Il fait valoir que « Pour la première fois dans l’Histoire récente, nous avons constaté que malgré les prétentions du gouvernement, le public a pris la décision finale et c'est un changement radical que nous devons saisir, apprécier et pousser plus loin ». Le cours réel des événements est bien différent. Le « public » a été entièrement exclu de cette décision. L’appareil militaire et du renseignement a tranché. L’Administration Obama et le Congrès étaient aux ordres. La loi sur la liberté aux États-Unis, comme le Patriot Act auparavant, sert les intérêts de l’État policier américain émergeant.

Snowden a réagi avec dégoût à l’espionnage massif de la NSA, avec des convictions démocratiques sincères.
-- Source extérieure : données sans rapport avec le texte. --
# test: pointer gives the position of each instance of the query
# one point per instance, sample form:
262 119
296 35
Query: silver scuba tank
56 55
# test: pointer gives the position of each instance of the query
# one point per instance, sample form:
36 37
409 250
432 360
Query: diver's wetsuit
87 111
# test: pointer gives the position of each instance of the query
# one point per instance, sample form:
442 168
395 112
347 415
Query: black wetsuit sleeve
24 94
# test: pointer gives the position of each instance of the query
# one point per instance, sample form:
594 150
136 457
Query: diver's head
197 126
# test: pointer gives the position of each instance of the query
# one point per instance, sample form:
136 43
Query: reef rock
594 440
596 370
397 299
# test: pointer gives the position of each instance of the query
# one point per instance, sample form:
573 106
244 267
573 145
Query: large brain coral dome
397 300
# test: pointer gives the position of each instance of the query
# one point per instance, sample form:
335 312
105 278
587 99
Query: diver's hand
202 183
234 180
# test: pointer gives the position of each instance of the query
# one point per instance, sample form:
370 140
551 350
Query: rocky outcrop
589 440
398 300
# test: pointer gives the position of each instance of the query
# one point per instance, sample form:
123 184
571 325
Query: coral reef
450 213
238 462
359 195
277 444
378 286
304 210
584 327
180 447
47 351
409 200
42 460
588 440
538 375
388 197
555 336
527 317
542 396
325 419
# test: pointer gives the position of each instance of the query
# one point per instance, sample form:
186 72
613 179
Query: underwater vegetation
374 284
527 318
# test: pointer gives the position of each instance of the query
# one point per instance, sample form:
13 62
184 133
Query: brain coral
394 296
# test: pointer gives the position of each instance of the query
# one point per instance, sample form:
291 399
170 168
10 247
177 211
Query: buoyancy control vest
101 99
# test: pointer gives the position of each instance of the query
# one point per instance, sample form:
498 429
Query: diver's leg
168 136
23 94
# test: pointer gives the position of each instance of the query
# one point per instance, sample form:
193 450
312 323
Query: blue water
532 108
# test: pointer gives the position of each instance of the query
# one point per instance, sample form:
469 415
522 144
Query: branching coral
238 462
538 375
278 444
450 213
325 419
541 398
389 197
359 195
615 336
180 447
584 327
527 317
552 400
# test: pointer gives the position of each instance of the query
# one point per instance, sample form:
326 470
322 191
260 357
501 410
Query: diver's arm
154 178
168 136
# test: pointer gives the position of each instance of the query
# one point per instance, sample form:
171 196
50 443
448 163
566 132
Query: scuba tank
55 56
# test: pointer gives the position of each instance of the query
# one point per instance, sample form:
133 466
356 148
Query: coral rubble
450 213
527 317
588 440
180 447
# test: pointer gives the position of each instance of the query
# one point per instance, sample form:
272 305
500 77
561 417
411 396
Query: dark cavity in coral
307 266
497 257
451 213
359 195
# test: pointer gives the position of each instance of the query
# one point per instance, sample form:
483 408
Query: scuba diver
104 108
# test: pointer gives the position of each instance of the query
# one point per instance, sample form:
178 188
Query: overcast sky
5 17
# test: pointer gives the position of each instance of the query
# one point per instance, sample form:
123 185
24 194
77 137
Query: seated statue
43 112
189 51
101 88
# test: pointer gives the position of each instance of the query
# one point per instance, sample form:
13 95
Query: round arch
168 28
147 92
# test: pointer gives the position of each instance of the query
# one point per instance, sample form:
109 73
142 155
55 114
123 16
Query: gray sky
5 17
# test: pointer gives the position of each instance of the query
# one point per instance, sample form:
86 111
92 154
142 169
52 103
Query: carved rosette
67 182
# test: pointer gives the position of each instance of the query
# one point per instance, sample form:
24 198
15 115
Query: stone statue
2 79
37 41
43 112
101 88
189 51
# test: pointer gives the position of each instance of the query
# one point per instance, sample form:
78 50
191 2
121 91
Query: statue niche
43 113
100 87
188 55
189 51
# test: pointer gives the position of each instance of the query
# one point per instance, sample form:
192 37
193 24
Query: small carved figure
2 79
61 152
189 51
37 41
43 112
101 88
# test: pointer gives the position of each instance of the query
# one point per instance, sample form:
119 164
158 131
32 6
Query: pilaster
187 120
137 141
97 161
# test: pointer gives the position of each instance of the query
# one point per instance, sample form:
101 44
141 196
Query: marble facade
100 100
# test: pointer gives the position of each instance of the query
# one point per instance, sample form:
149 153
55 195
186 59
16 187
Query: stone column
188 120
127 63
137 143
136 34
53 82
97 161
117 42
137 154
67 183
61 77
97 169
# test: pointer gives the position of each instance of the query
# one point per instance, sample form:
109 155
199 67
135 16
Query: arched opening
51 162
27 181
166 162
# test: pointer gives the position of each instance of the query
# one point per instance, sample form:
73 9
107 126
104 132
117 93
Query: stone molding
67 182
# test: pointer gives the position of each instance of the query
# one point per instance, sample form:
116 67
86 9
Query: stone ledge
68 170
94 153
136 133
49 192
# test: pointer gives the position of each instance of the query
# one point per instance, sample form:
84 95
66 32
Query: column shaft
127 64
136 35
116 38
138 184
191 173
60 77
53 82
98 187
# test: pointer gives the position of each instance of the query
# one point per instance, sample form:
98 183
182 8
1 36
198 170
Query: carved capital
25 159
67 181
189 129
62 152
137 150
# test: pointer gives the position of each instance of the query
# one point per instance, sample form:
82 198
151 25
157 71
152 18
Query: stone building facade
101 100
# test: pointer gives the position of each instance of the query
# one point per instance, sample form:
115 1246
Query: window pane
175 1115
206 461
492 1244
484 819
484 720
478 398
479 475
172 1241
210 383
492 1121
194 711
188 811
Mais le développement d’un état de surveillance n’est pas le simple produit de la paranoïa post-9/11, ou de la volonté de puissance de certains politiciens, généraux et chefs du renseignement. La croissance d’un appareil d'Etat policier découle organiquement, pour ainsi dire, de l'extrême inégalité sociale qui caractérise la société américaine, et des guerres sans fin. L’appareil militaire et des renseignements n'est pas la cause, mais une manifestation empoisonnée, d’une crise profonde et historique du capitalisme américain.

Quels que soient les gestes d'Obama envers les libertés civiles — alors qu’il continue les assassinats par drones, Guantanamo, et toute la panoplie du militarisme américain — la classe dirigeante dont il est le serviteur n’a pas l’intention de réduire les pouvoirs répressifs de la machine d’État qui existe pour défendre sa propriété et ses richesses.

Il y a là une profonde leçon politique. Des individus courageux comme Snowden et des organisations comme WikiLeaks peuvent faire des révélations importantes. Mais seule la classe ouvrière, aux États-Unis et à l’étranger, peut mettre un terme aux attaques contre les droits démocratiques. Cela exige la construction d’un mouvement révolutionnaire de masse, basé sur un programme socialiste et internationaliste, et voué à la défense des droits sociaux et démocratiques des travailleurs.